AGNC: Spreads Reached Historic Levels As Investors Panicked
AGNC Investment Corp.’s (NASDAQ:AGNC) Q3 release corroborated our conviction that a significant level of pessimism has been reflected in its current valuation.
We highlighted in our previous article that panic sellers had thrown in the towel, bailing out of the mREIT. With its portfolio heavily weighted toward agency mortgage-backed securities (MBS), management also attributed it to the de-rating moves (in driving liquidity) by the market ahead of other fixed income securities.
Despite reporting a tangible book value per share (TVBPS) metric that came in well below its previous quarter, AGNC held its recent lows robustly. Wall Street analysts further slashed forward estimates on its TBVPS, reflecting significant headwinds from the Fed’s aggressive rate hikes.
Therefore, we postulate that the buying opportunity for a potentially significant mean-reversion setup looks highly appealing. Its valuation and price action also remain highly constructive, despite the slashed forward estimates and market pessimism.
Management was also confident during the earnings call, accentuating that the current opportunity looks “undeniably attractive.”
With AGNC’s price action still forming a base and yet to take off, we encourage investors still biding their time to add more exposure. Notwithstanding, we need to remind investors that the upcoming November FOMC could introduce unexpected downside volatility if Powell and his team find a way to upend the bullish thesis.
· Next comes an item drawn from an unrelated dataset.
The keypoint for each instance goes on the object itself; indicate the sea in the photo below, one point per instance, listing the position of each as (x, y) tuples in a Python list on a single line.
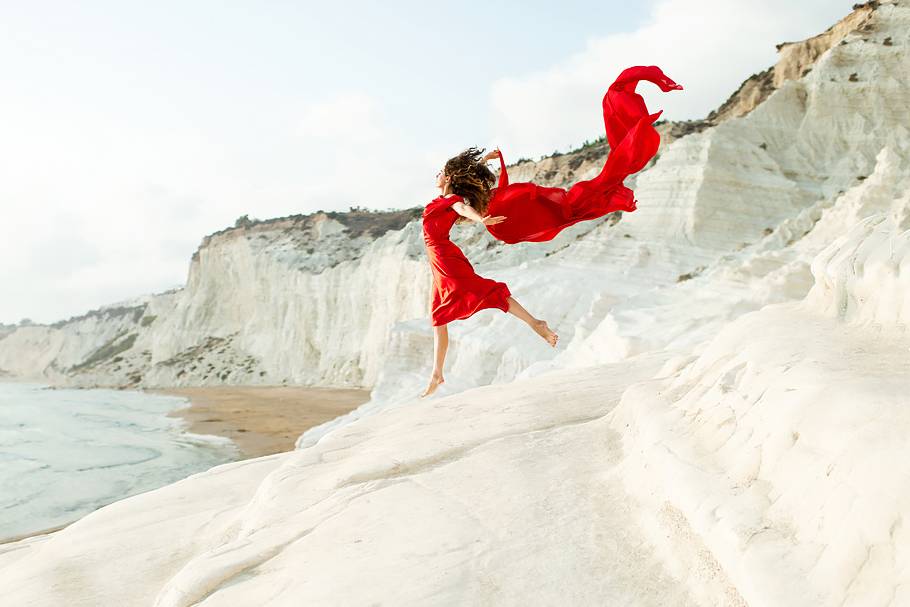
[(67, 452)]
Hence, investors should be prepared for a potentially highly volatile week ahead and keep spare ammunition.
We reiterate our Speculative Buy rating on AGNC and maintain our medium-term price target of $10.
AGNC’s Estimates Were Slashed Further
AGNC posted a TBVPS of $9.08 in Q3, impacted further by market volatility amid the Fed’s increasingly hawkish posture. Hence, it led to a -44.7% YoY growth and a 20.6% decline from Q2.
The company had already guided its BVPS outlook in its Q3 prelim release in early October. Hence, the market wasn’t surprised by the performance. However, Street analysts turned increasingly cautious as they slashed its forward estimates, factoring in an increasingly hawkish Fed into their projections.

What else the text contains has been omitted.